The Bugatti Type 57S Atlantic was introduced in 1936 and designed by Jean Bugatti.

The Bugatti 57S was inspired by the 1935 Aerolithe concept car with an aluminium body and distinctive dorsal seams.

A 3.3-litre, straight-eight engine producing 200 horsepower and a top speed of more than 125 mph powered the 57S.

It has a lowered chassis, the ‘S’ for Surbaissé (lowered), and includes advanced technology like dry sump lubrication and an optional supercharger.

Four only were produced, making them extremely rare. Each car had a unique design and specifications.

The 57S was considered one of the most beautiful and iconic pre-war cars.

Symbol of elegance and exclusivity in the classic car world.

Of the four Type 57SCs made, three were sold to customers.

The first was to British banker Victor Rothschild, the second to Parisian businessman Jacques Holzschuh and the third car was sold to R.B. Pope of Britain.

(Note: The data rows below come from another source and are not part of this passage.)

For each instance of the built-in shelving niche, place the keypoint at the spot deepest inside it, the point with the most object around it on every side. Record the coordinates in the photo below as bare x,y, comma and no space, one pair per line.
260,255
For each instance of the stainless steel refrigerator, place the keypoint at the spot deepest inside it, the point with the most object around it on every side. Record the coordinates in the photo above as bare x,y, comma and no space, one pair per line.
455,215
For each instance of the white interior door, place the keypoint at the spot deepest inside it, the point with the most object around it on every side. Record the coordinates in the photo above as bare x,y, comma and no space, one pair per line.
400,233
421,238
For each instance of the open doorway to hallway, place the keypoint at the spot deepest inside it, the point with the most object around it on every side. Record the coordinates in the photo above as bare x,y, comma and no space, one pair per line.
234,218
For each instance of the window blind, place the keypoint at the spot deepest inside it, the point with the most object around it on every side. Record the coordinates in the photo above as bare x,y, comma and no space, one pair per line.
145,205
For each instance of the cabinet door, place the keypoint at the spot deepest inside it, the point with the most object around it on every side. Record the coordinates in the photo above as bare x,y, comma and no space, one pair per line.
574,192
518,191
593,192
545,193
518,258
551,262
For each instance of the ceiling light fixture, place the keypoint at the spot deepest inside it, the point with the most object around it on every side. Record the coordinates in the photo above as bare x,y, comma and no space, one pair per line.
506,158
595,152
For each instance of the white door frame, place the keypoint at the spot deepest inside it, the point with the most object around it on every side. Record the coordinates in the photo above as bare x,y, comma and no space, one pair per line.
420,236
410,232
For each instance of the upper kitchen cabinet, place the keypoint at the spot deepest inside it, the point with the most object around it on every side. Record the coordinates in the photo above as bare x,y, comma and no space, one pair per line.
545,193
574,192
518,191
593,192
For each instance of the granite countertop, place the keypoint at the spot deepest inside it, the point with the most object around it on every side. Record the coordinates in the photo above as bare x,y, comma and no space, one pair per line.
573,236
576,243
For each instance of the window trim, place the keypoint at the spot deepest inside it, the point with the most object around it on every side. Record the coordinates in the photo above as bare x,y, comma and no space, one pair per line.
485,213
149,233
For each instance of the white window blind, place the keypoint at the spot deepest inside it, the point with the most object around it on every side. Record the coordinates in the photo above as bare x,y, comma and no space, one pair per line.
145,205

Tragically, Holzschuh’s Atlantic was involved in a fatal accident.

The second owner of the coupe, a collector, became trapped on a level crossing; he died in the accident, and the car was destroyed.

Decades later, the car underwent a painstaking restoration, though the engine was unsalvageable.

Richard Pope owned the third car (aka The Pope Atlantic), which he kept for 30 years before selling it to the author Barry Price, who sold it to Ralph Lauren in 1988.

Jean Bugatti used the remaining car, and the last record of the car was in 1938.

The Atlantic name was in honour of Jean Bugatti’s pilot friend, Jean Mermoz, who never returned from a South Atlantic aviation journey.